A business acquisition is when a company purchases all or most of another company’s shares.
This is a very common business practice, and typically occurs with approval from the target company, but can occur without approval.
When the acquisition is approved, the acquiring firm creates a no-shop clause to ensure the seller does not solicit purchase from other companies.
News networks tend to focus on the acquisitions of large or well known companies, as these deals are very significant.
However, mergers and acquisitions most often occur between small or medium sized companies.
Companies make acquisitions for a variety of reasons.
It is usually done to benefit the company in some way, such as diversifying the company, increasing the company market, reducing product cost, or by offering a new product.
This happens often when companies want to break into a foreign market.
It is easier to buy an existing company that already operates in that market rather than to start new operations in a foreign market.
The purchased business has personnel, brand name recognition, and other assets that ensure a successful start in a new market.
Acquisition as a Growth Strategy
A business acquisition is also a growth strategy for business met with physical or logistical challenges or depleted resources.
In this case, it is safer to acquire a new firm than expand its own.
Acquisition is also a growth strategy for market share.
If there is an excess capacity in a certain market, acquiring your competitor can decrease competition.
This balances excessive supply of a product, and helps companies focus on the most productive providers.
Acquiring a new company can also lead to technological gains, especially if the acquired company has successfully implemented new technology.
It is more cost effective for a company to acquire another company that has already mastered this implementation, rather than to use time and money to implement new technology independently.

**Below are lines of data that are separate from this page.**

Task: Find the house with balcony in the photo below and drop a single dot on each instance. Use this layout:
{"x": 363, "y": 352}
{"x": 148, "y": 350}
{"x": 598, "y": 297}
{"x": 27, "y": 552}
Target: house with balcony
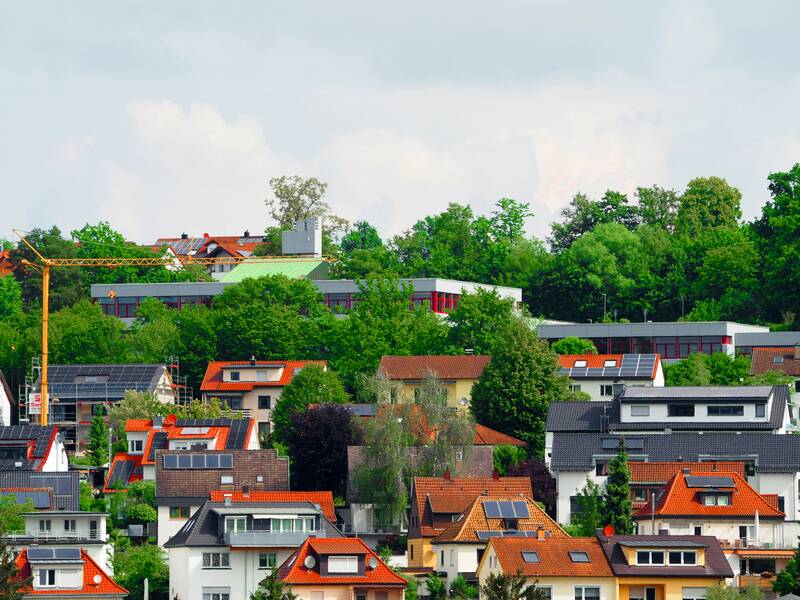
{"x": 229, "y": 546}
{"x": 752, "y": 528}
{"x": 147, "y": 436}
{"x": 56, "y": 529}
{"x": 460, "y": 547}
{"x": 66, "y": 572}
{"x": 342, "y": 569}
{"x": 436, "y": 502}
{"x": 564, "y": 568}
{"x": 598, "y": 374}
{"x": 186, "y": 479}
{"x": 253, "y": 387}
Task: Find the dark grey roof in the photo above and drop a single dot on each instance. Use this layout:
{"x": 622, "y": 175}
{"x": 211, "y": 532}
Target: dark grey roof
{"x": 771, "y": 453}
{"x": 202, "y": 528}
{"x": 70, "y": 381}
{"x": 65, "y": 485}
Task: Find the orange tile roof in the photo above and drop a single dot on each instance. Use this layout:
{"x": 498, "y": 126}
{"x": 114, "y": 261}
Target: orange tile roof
{"x": 324, "y": 499}
{"x": 294, "y": 571}
{"x": 474, "y": 519}
{"x": 681, "y": 500}
{"x": 91, "y": 569}
{"x": 662, "y": 472}
{"x": 554, "y": 560}
{"x": 467, "y": 366}
{"x": 453, "y": 496}
{"x": 212, "y": 381}
{"x": 762, "y": 361}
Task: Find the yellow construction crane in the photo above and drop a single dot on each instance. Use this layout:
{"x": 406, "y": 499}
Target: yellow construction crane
{"x": 157, "y": 261}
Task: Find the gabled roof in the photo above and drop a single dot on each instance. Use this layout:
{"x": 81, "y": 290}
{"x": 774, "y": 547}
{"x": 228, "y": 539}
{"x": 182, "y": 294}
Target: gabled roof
{"x": 323, "y": 499}
{"x": 453, "y": 496}
{"x": 553, "y": 557}
{"x": 106, "y": 587}
{"x": 466, "y": 527}
{"x": 682, "y": 498}
{"x": 764, "y": 361}
{"x": 295, "y": 572}
{"x": 716, "y": 565}
{"x": 212, "y": 381}
{"x": 444, "y": 367}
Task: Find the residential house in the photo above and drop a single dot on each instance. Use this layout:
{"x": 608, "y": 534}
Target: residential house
{"x": 340, "y": 569}
{"x": 146, "y": 436}
{"x": 785, "y": 361}
{"x": 665, "y": 567}
{"x": 597, "y": 374}
{"x": 565, "y": 568}
{"x": 460, "y": 547}
{"x": 751, "y": 527}
{"x": 79, "y": 392}
{"x": 436, "y": 502}
{"x": 227, "y": 548}
{"x": 32, "y": 448}
{"x": 66, "y": 572}
{"x": 185, "y": 479}
{"x": 58, "y": 529}
{"x": 457, "y": 374}
{"x": 662, "y": 425}
{"x": 253, "y": 387}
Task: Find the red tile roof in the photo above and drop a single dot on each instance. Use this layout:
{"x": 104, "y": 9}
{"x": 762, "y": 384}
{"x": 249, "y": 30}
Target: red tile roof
{"x": 295, "y": 572}
{"x": 444, "y": 367}
{"x": 324, "y": 499}
{"x": 681, "y": 500}
{"x": 763, "y": 361}
{"x": 212, "y": 381}
{"x": 453, "y": 496}
{"x": 91, "y": 569}
{"x": 474, "y": 519}
{"x": 662, "y": 472}
{"x": 554, "y": 559}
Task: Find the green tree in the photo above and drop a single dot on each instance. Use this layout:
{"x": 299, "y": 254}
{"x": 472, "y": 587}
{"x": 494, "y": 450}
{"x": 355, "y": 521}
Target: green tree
{"x": 135, "y": 564}
{"x": 97, "y": 450}
{"x": 617, "y": 505}
{"x": 313, "y": 385}
{"x": 573, "y": 345}
{"x": 515, "y": 391}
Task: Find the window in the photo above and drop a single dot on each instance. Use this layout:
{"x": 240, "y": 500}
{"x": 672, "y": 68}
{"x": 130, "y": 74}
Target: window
{"x": 587, "y": 593}
{"x": 216, "y": 560}
{"x": 267, "y": 560}
{"x": 681, "y": 410}
{"x": 342, "y": 564}
{"x": 47, "y": 577}
{"x": 725, "y": 411}
{"x": 650, "y": 557}
{"x": 178, "y": 512}
{"x": 682, "y": 558}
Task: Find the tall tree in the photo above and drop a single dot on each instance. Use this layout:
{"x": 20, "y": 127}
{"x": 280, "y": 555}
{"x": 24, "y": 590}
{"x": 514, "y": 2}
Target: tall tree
{"x": 515, "y": 391}
{"x": 617, "y": 505}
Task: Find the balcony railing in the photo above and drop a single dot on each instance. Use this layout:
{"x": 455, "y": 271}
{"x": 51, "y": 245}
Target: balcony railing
{"x": 269, "y": 538}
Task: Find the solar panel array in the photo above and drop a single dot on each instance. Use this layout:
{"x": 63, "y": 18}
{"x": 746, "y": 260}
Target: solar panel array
{"x": 66, "y": 381}
{"x": 41, "y": 434}
{"x": 632, "y": 366}
{"x": 506, "y": 509}
{"x": 198, "y": 461}
{"x": 708, "y": 481}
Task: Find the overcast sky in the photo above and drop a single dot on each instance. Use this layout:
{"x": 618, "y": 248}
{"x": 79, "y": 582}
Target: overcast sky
{"x": 171, "y": 117}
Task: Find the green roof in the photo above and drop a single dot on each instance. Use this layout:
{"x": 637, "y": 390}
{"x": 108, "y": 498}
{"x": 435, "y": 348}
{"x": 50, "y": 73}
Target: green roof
{"x": 290, "y": 267}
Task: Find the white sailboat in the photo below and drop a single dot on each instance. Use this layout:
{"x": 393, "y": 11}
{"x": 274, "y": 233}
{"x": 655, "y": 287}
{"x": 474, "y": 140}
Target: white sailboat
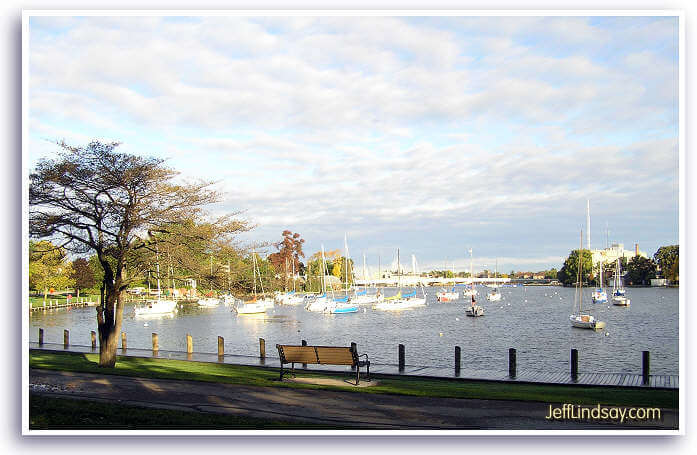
{"x": 319, "y": 302}
{"x": 157, "y": 306}
{"x": 362, "y": 297}
{"x": 343, "y": 305}
{"x": 495, "y": 295}
{"x": 619, "y": 297}
{"x": 252, "y": 306}
{"x": 209, "y": 301}
{"x": 470, "y": 290}
{"x": 401, "y": 301}
{"x": 599, "y": 295}
{"x": 579, "y": 318}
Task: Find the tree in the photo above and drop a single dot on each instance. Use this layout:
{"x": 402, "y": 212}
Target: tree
{"x": 568, "y": 274}
{"x": 640, "y": 270}
{"x": 82, "y": 275}
{"x": 94, "y": 199}
{"x": 668, "y": 259}
{"x": 48, "y": 268}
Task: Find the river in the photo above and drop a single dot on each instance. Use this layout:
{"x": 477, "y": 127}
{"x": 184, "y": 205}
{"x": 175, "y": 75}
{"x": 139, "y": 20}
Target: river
{"x": 532, "y": 319}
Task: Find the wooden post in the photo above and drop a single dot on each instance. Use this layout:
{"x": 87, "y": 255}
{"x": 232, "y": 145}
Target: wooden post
{"x": 458, "y": 357}
{"x": 401, "y": 358}
{"x": 304, "y": 343}
{"x": 512, "y": 363}
{"x": 221, "y": 346}
{"x": 645, "y": 367}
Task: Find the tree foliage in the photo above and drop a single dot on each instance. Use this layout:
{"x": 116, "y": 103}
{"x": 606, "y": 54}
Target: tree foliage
{"x": 640, "y": 270}
{"x": 94, "y": 199}
{"x": 82, "y": 275}
{"x": 568, "y": 274}
{"x": 668, "y": 259}
{"x": 48, "y": 267}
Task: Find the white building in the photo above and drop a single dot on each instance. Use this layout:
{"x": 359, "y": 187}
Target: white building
{"x": 616, "y": 250}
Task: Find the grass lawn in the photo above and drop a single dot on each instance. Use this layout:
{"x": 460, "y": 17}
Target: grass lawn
{"x": 49, "y": 413}
{"x": 448, "y": 388}
{"x": 35, "y": 302}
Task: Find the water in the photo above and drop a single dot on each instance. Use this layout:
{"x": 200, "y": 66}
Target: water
{"x": 534, "y": 320}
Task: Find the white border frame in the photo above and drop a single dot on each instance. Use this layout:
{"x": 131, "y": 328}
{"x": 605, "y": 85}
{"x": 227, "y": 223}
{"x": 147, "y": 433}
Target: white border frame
{"x": 680, "y": 14}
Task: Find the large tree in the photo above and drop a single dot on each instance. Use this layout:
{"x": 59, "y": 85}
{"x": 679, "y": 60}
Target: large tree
{"x": 640, "y": 270}
{"x": 83, "y": 275}
{"x": 288, "y": 254}
{"x": 568, "y": 274}
{"x": 48, "y": 267}
{"x": 668, "y": 259}
{"x": 94, "y": 199}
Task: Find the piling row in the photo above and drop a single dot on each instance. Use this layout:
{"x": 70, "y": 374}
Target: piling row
{"x": 401, "y": 355}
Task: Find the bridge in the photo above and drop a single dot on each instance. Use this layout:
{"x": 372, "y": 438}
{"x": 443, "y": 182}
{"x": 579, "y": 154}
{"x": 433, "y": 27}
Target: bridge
{"x": 410, "y": 280}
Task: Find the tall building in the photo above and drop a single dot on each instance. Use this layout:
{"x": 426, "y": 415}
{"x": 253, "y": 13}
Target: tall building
{"x": 616, "y": 250}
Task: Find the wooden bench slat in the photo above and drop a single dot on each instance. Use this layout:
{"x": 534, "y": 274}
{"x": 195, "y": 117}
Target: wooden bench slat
{"x": 335, "y": 355}
{"x": 299, "y": 354}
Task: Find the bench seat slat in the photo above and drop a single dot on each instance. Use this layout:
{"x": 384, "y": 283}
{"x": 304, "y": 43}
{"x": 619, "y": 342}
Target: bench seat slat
{"x": 299, "y": 354}
{"x": 335, "y": 355}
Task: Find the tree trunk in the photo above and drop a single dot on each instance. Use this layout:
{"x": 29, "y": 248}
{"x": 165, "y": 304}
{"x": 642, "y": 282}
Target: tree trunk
{"x": 109, "y": 318}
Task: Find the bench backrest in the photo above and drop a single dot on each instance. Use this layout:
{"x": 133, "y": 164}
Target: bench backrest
{"x": 328, "y": 355}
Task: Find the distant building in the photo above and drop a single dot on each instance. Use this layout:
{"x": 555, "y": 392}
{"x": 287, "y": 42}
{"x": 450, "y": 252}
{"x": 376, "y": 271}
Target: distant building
{"x": 616, "y": 250}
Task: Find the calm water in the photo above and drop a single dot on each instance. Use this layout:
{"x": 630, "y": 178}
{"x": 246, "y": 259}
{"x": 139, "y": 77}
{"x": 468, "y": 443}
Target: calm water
{"x": 534, "y": 320}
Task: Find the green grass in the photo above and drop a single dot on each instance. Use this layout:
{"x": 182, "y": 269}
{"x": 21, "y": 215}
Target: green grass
{"x": 49, "y": 413}
{"x": 448, "y": 388}
{"x": 38, "y": 302}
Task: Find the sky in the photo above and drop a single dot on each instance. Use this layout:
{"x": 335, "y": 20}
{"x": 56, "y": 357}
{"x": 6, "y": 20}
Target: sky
{"x": 432, "y": 134}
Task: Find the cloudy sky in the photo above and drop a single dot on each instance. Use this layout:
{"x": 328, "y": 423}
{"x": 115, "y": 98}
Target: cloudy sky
{"x": 431, "y": 134}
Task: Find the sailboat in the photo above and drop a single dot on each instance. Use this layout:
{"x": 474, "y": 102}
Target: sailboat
{"x": 401, "y": 301}
{"x": 495, "y": 295}
{"x": 599, "y": 295}
{"x": 157, "y": 306}
{"x": 447, "y": 296}
{"x": 362, "y": 297}
{"x": 319, "y": 302}
{"x": 291, "y": 298}
{"x": 579, "y": 318}
{"x": 252, "y": 306}
{"x": 209, "y": 301}
{"x": 618, "y": 293}
{"x": 343, "y": 305}
{"x": 470, "y": 290}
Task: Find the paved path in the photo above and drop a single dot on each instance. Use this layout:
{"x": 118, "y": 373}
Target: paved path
{"x": 361, "y": 410}
{"x": 624, "y": 379}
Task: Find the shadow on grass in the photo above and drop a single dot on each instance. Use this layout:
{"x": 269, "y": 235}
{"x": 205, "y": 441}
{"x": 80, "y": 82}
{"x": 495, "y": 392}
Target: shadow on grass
{"x": 158, "y": 368}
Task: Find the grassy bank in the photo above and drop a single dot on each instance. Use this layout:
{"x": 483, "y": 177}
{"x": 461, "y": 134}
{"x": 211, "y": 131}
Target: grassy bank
{"x": 254, "y": 376}
{"x": 49, "y": 413}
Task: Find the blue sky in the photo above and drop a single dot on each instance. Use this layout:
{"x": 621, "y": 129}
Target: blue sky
{"x": 431, "y": 134}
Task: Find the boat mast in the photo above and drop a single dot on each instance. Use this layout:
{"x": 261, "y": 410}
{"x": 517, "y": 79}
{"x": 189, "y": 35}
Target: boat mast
{"x": 580, "y": 289}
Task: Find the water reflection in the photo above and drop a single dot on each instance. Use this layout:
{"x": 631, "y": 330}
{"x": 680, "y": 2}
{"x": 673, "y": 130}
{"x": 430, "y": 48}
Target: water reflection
{"x": 534, "y": 320}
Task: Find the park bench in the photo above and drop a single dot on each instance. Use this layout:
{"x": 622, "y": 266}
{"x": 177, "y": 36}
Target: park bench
{"x": 323, "y": 355}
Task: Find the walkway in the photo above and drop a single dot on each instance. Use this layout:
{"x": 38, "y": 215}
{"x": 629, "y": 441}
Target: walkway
{"x": 622, "y": 379}
{"x": 343, "y": 409}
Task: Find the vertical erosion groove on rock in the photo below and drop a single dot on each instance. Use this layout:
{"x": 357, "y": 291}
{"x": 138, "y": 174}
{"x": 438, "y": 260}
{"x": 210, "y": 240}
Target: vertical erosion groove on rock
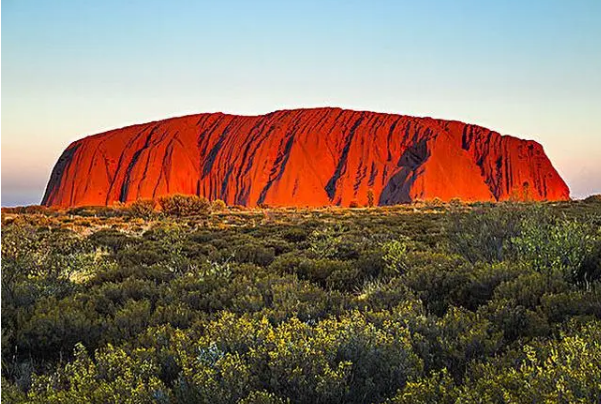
{"x": 304, "y": 157}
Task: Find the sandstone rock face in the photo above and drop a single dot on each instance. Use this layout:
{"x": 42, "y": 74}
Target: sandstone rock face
{"x": 304, "y": 157}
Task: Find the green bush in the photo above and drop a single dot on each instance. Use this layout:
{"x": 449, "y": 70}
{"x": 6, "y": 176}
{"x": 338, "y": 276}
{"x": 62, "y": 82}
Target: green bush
{"x": 184, "y": 205}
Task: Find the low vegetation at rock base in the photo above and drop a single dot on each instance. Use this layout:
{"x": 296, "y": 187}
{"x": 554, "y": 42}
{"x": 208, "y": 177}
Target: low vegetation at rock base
{"x": 197, "y": 302}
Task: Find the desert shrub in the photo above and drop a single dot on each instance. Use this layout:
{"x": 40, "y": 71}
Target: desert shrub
{"x": 560, "y": 246}
{"x": 395, "y": 256}
{"x": 98, "y": 211}
{"x": 484, "y": 234}
{"x": 557, "y": 371}
{"x": 144, "y": 208}
{"x": 325, "y": 243}
{"x": 184, "y": 205}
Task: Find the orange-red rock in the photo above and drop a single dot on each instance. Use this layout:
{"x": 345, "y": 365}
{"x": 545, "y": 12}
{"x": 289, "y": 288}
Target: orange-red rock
{"x": 304, "y": 157}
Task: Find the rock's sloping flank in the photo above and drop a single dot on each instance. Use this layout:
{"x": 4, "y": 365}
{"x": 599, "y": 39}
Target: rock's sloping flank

Acquisition vs Merger vs Takeover
When discussing acquisition, it is important to examine mergers and takeovers as well, since they are similar concepts.
However, they have different meanings in business settings.
Acquisitions are usually amicable.
They occur when the target firm agrees to be acquired by the purchasing firm, and continued action is approved by the directors.
Companies will move forward when legal stipulations are met.
Takeovers tend to be less amicable, sometimes hostile.
Hostile acquisitions do not have the agreement of the target firm, so the acquiring firm purchases large stakes of the target company.
This happened when Kraft Foods INC took over Cadbury PLC in March 2010. Kraft purchased Cadbury for $19.6 billion, and acquired the company by purchasing extensive parts of their shares.
Mergers are a little different, as they lead to the formation of new companies.
The purchasing entity and the target entity mutually come together to form a new entity.
Things to Evaluate Before an Acquisition
1. Price: There are metrics used to value acquisition candidates, which vary by industry.
Acquisitions often fail because the asking price for the target company exceeded the metrics.
2. Debt Load: Target companies with high levels of liability are often warnings of potential problems.
3. Undue Litigation: Though lawsuits are common in business, acquisition candidates should not have litigation that exceeds the measure of reasonableness for the industry.
4. Financials: The more clear and well-organized the financial statements, the better the acquisition target.
The acquirer can exercise due diligence smoothly.
Transparent and complete financials help the process go smoothly, and ensures there are no unwanted surprises after a complete acquisition.